Democratize data access through a self-service Data Platform using AWS LakeFormation

In this series of articles, we are describing how to properly create and structure a self-service Data Platform for data democratization analytics on AWS.

We started with data ingestion and storage. Then, we moved through processing tools to create valuable data for analytics, visualizations, and reporting. Moreover, we will focus on data governance, discoverability, and collaboration, with an eye on security and access control.

Follow this article to learn how to extract the real value from your data using SageMaker to create a Machine Learning model to forecast sales data, and QuickSight to create visualizations to show how the model forecasts future data.
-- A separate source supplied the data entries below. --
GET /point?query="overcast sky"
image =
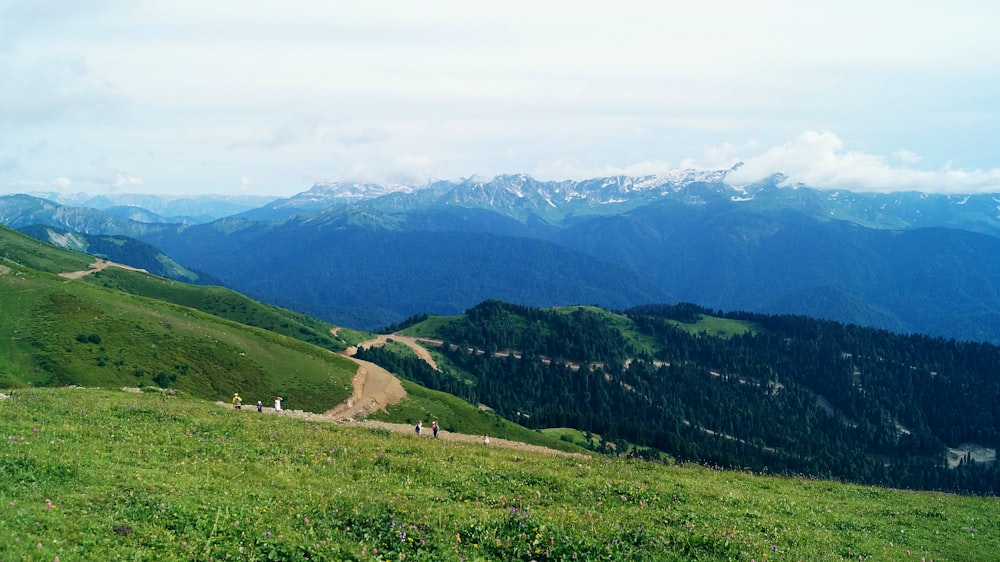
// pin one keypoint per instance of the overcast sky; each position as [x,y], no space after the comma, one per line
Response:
[220,96]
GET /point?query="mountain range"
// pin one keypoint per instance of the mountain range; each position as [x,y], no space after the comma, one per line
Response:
[368,255]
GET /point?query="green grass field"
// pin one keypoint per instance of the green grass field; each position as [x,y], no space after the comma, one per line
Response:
[58,332]
[107,475]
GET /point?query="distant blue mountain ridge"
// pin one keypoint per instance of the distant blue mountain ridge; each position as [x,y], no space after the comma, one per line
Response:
[367,255]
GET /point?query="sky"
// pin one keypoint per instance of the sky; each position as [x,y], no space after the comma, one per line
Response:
[251,97]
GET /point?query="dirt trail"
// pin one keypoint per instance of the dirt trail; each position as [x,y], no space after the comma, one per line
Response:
[410,341]
[98,265]
[374,389]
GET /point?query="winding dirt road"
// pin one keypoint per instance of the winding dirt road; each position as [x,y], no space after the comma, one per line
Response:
[98,265]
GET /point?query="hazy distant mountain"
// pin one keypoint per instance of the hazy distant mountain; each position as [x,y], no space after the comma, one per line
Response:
[195,209]
[366,255]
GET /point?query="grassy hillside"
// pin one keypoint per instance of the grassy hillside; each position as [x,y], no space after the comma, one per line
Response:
[456,415]
[108,475]
[218,301]
[55,331]
[221,302]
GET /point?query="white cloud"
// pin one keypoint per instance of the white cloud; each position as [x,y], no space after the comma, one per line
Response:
[819,159]
[412,169]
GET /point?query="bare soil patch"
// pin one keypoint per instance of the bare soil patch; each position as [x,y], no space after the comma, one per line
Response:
[98,265]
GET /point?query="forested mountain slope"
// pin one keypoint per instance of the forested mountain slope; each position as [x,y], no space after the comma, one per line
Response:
[787,394]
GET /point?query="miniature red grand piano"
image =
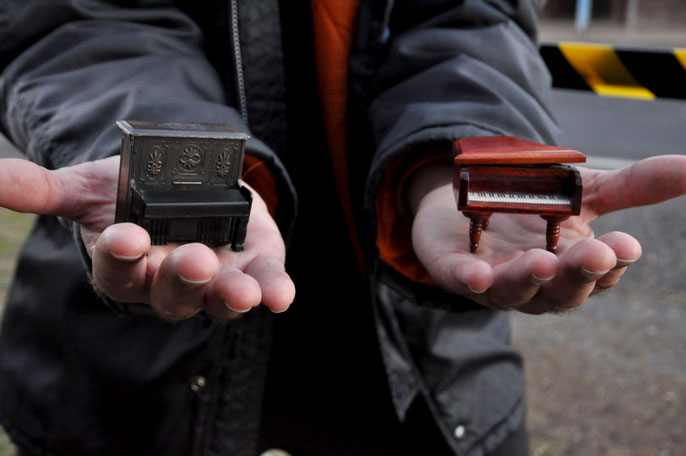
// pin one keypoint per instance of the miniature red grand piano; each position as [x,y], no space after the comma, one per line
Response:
[508,174]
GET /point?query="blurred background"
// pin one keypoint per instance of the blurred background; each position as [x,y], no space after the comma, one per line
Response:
[609,378]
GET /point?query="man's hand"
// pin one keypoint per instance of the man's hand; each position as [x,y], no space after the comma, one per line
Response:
[178,281]
[510,269]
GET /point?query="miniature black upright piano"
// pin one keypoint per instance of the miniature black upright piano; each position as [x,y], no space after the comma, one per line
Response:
[180,182]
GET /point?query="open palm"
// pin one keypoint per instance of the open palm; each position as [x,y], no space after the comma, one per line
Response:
[177,280]
[511,270]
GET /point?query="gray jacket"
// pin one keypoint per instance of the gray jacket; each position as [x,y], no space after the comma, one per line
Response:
[78,376]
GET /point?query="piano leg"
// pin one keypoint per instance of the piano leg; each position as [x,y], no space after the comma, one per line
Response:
[552,232]
[477,223]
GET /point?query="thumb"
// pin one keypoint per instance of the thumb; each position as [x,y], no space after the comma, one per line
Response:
[27,187]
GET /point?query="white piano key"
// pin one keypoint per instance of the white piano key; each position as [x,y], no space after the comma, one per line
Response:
[519,198]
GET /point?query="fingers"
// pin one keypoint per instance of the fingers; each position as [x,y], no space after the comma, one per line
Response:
[460,273]
[278,290]
[518,281]
[232,293]
[178,289]
[120,264]
[627,250]
[581,266]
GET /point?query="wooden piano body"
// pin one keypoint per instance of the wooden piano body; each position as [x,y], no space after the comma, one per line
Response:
[508,174]
[180,182]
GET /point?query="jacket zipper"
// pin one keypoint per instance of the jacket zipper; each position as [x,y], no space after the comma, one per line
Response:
[238,61]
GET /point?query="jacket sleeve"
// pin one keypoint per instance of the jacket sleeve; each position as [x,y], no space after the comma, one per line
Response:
[71,68]
[450,70]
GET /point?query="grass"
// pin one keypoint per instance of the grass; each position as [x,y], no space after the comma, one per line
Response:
[13,230]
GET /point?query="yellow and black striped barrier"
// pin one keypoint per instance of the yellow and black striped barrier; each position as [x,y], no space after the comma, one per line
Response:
[614,71]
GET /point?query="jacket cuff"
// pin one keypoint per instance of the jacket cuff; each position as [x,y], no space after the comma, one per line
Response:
[257,175]
[394,219]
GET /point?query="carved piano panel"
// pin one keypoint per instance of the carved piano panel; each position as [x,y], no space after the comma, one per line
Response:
[506,174]
[180,182]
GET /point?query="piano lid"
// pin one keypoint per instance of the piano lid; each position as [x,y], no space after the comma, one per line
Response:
[509,150]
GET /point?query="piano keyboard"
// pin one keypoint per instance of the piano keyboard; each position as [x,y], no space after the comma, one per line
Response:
[519,198]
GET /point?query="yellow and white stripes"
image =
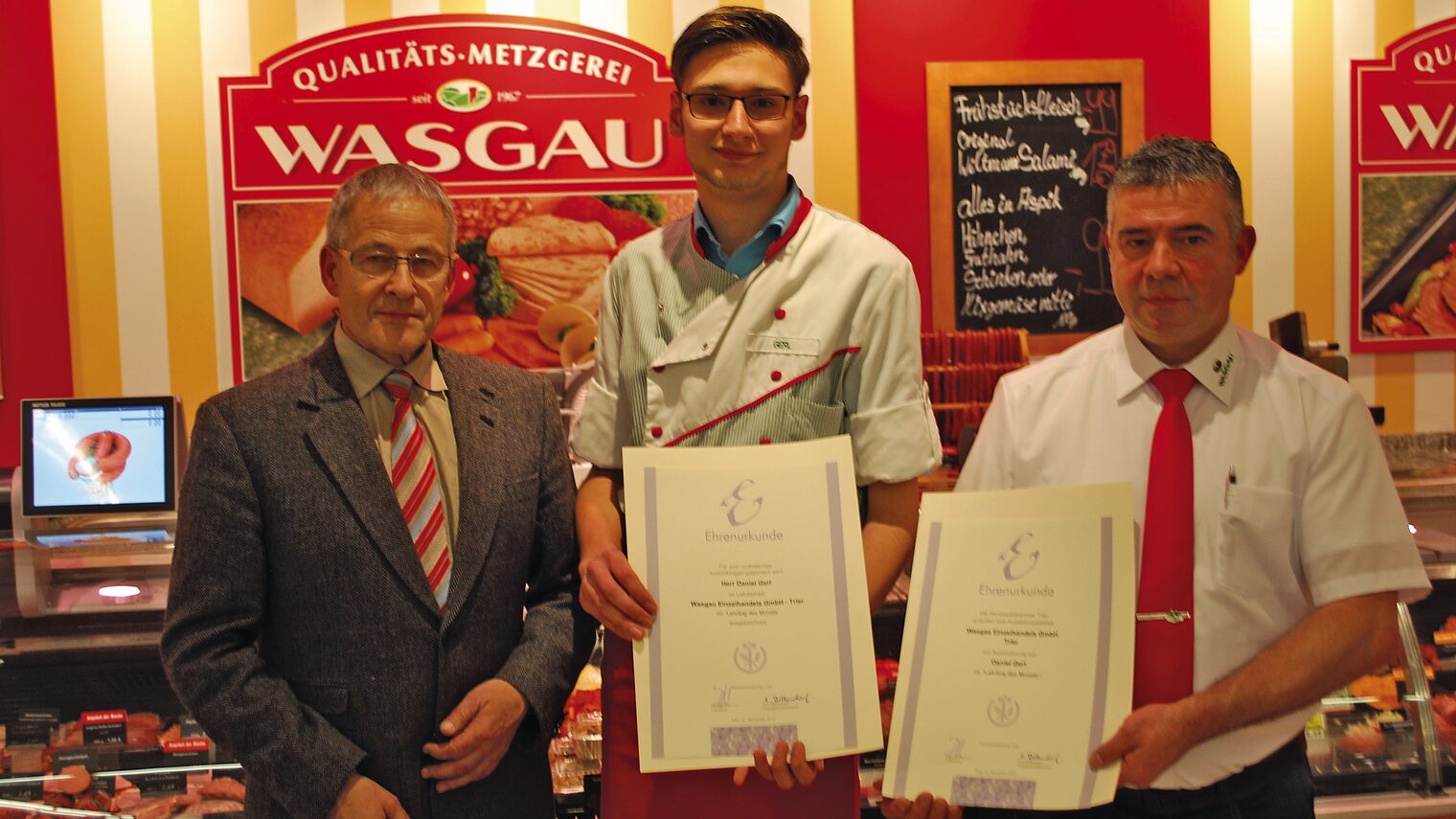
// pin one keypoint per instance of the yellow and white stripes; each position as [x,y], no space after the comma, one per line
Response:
[137,111]
[1280,91]
[224,53]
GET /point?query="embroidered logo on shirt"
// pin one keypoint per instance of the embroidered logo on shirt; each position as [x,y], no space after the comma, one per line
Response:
[1225,369]
[783,344]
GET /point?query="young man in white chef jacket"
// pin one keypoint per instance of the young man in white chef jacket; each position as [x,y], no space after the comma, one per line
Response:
[759,319]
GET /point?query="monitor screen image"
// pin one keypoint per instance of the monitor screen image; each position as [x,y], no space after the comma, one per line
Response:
[92,455]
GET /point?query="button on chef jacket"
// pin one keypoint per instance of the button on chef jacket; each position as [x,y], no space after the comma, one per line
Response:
[1293,505]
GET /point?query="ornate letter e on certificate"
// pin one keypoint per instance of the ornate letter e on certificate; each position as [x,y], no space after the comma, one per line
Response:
[1018,648]
[762,631]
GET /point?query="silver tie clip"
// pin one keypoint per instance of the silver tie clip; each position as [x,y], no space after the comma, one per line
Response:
[1171,617]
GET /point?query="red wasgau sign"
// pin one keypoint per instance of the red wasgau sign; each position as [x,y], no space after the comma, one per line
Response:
[1404,194]
[551,139]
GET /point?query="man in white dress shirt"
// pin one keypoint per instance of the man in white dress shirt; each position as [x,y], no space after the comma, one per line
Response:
[1299,544]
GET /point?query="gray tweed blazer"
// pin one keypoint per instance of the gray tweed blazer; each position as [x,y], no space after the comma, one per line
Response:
[300,629]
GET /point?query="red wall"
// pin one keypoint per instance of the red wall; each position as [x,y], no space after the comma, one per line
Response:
[35,349]
[893,42]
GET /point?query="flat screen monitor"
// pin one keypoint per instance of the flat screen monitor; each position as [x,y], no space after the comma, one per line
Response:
[98,455]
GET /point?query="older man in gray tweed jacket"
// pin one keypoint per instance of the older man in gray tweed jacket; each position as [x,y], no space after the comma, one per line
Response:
[358,536]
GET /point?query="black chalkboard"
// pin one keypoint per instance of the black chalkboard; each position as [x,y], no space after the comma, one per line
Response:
[1022,204]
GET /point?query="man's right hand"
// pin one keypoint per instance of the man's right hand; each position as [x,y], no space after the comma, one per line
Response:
[366,799]
[923,807]
[613,593]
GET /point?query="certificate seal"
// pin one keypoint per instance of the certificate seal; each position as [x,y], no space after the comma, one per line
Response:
[750,657]
[1002,712]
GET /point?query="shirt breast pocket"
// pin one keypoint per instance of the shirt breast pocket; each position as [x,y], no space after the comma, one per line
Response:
[1254,550]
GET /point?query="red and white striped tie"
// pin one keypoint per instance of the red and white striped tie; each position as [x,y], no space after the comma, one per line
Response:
[417,486]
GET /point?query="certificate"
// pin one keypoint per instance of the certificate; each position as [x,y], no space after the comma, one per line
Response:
[762,629]
[1018,648]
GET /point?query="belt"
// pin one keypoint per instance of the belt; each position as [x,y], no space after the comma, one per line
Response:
[1240,785]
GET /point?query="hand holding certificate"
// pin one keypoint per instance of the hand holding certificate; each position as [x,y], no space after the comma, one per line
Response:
[1018,648]
[762,629]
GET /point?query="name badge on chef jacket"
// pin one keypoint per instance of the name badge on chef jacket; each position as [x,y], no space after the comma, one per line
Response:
[763,343]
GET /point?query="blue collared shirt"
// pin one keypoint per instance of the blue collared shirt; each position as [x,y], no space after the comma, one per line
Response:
[749,257]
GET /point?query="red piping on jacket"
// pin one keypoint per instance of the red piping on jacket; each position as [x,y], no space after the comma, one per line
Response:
[800,215]
[762,398]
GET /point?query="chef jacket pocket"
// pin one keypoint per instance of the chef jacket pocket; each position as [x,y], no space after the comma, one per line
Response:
[328,700]
[1256,539]
[808,420]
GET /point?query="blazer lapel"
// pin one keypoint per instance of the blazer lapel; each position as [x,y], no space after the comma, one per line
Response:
[479,444]
[341,441]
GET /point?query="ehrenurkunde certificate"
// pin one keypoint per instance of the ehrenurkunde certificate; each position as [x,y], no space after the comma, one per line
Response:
[762,631]
[1018,648]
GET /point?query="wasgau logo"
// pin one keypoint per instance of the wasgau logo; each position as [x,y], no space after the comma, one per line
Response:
[464,95]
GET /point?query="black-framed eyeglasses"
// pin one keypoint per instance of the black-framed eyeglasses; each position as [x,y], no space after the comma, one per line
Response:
[718,105]
[375,262]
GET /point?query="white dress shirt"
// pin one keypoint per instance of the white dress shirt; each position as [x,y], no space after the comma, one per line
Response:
[1293,505]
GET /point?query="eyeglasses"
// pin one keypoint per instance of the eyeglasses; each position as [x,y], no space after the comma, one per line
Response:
[375,262]
[718,105]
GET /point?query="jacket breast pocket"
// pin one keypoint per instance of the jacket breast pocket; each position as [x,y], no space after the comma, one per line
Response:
[1254,553]
[327,700]
[520,489]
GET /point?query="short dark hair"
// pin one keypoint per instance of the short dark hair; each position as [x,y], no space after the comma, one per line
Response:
[1170,161]
[386,182]
[741,24]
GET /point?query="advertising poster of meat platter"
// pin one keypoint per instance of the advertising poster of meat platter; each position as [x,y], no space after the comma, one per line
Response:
[1404,194]
[551,139]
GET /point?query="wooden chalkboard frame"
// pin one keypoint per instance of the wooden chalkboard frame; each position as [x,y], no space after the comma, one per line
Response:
[940,78]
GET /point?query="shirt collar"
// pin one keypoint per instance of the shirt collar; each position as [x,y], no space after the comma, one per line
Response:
[1213,368]
[366,371]
[762,240]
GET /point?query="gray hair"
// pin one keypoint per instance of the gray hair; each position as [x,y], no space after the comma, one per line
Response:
[386,182]
[1172,161]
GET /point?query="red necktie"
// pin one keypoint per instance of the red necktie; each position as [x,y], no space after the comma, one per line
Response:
[412,471]
[1162,667]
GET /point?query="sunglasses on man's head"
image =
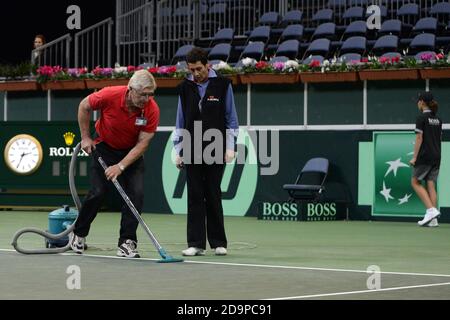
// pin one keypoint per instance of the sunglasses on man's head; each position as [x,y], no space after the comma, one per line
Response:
[143,94]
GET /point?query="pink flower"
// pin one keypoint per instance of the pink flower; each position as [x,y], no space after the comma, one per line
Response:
[279,66]
[314,64]
[261,65]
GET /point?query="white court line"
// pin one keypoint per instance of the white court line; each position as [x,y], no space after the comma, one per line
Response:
[362,291]
[257,265]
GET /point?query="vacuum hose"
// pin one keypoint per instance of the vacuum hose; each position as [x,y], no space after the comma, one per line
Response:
[45,234]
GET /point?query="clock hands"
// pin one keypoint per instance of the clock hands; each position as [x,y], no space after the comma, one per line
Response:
[21,158]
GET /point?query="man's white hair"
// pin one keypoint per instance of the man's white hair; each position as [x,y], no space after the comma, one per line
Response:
[142,79]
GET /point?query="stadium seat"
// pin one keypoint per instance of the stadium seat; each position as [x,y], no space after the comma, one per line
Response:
[325,30]
[355,44]
[289,48]
[253,50]
[385,44]
[312,58]
[356,28]
[352,14]
[319,47]
[220,51]
[422,42]
[425,25]
[292,32]
[181,53]
[350,58]
[309,184]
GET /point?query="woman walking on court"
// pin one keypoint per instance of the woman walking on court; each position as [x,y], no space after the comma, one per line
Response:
[427,157]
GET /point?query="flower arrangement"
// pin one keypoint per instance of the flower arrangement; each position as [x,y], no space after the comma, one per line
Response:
[167,72]
[223,68]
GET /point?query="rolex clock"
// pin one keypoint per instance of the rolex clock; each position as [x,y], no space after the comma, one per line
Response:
[23,154]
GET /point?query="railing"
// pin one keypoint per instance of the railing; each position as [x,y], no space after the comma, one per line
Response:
[56,52]
[152,31]
[134,31]
[93,46]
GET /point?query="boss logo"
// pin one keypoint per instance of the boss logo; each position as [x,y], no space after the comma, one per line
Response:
[280,211]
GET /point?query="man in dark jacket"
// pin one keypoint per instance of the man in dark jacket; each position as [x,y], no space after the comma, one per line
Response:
[205,106]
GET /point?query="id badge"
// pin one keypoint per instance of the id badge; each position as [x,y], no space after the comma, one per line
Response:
[141,121]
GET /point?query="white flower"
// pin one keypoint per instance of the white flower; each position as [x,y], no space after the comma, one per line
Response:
[119,69]
[291,64]
[247,62]
[221,66]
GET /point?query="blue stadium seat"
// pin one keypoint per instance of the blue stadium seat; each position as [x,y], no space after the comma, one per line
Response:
[352,14]
[292,32]
[324,15]
[355,44]
[309,184]
[253,50]
[271,19]
[356,28]
[220,51]
[359,3]
[350,58]
[261,33]
[409,13]
[292,17]
[385,44]
[391,27]
[181,53]
[423,42]
[319,47]
[325,30]
[312,58]
[426,25]
[224,35]
[289,48]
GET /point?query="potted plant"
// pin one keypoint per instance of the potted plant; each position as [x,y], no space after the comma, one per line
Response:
[437,67]
[17,78]
[225,70]
[58,78]
[328,71]
[264,72]
[386,68]
[167,76]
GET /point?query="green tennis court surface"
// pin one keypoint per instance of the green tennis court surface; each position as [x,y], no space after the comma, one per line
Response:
[267,260]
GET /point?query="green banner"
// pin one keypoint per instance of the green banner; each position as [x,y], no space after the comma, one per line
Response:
[393,194]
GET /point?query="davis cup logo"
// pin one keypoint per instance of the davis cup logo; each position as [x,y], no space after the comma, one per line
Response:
[238,184]
[394,195]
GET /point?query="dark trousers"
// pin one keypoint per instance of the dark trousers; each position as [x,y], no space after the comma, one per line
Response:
[131,180]
[205,212]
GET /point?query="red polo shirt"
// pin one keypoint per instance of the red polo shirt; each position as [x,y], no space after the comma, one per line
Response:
[116,126]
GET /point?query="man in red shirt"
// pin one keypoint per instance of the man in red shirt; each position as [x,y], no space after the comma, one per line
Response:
[129,117]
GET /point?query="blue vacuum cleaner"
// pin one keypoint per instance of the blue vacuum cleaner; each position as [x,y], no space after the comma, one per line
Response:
[59,221]
[62,221]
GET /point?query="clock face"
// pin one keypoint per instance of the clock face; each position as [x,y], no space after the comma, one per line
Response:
[23,154]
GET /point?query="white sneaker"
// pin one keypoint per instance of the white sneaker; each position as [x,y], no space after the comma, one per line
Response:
[433,223]
[193,251]
[430,215]
[128,250]
[221,251]
[77,243]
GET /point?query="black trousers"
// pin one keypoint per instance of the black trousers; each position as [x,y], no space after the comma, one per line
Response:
[131,180]
[205,212]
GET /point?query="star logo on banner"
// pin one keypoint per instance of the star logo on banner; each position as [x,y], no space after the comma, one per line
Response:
[386,193]
[405,199]
[394,165]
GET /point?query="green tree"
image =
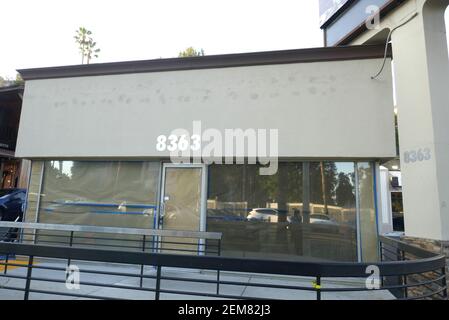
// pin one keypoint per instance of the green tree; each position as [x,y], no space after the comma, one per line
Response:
[345,190]
[86,45]
[191,52]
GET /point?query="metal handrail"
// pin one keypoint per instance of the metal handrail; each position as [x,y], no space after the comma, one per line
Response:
[430,266]
[114,230]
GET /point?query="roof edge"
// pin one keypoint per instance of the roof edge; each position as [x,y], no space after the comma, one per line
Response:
[209,62]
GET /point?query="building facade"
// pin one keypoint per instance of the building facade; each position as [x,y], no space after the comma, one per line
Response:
[94,136]
[416,30]
[13,171]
This article concludes this series, started with the description of data platforms, and related data pipelines, described in Chapter 1. Then, data governance and the explanation of democratizing data access through a self-service data platform, using AWS LakeFormation, in Chapter 2.

TL;DR

Extract the maximum value from data by building applications on it, like Machine Learning (ML) models for forecasting or Business Intelligence (BI) reports to visualize trends. Use the SageMaker Unified Studio Experience features to create the ML model. Perform Exploratory Data Analysis (EDA) using notebooks, train several models with (visual) pipelines, and select the best one from the model registry. Create dashboards and reports using AWS QuickSight to show model forecast predictions, along with other metrics and KPIs.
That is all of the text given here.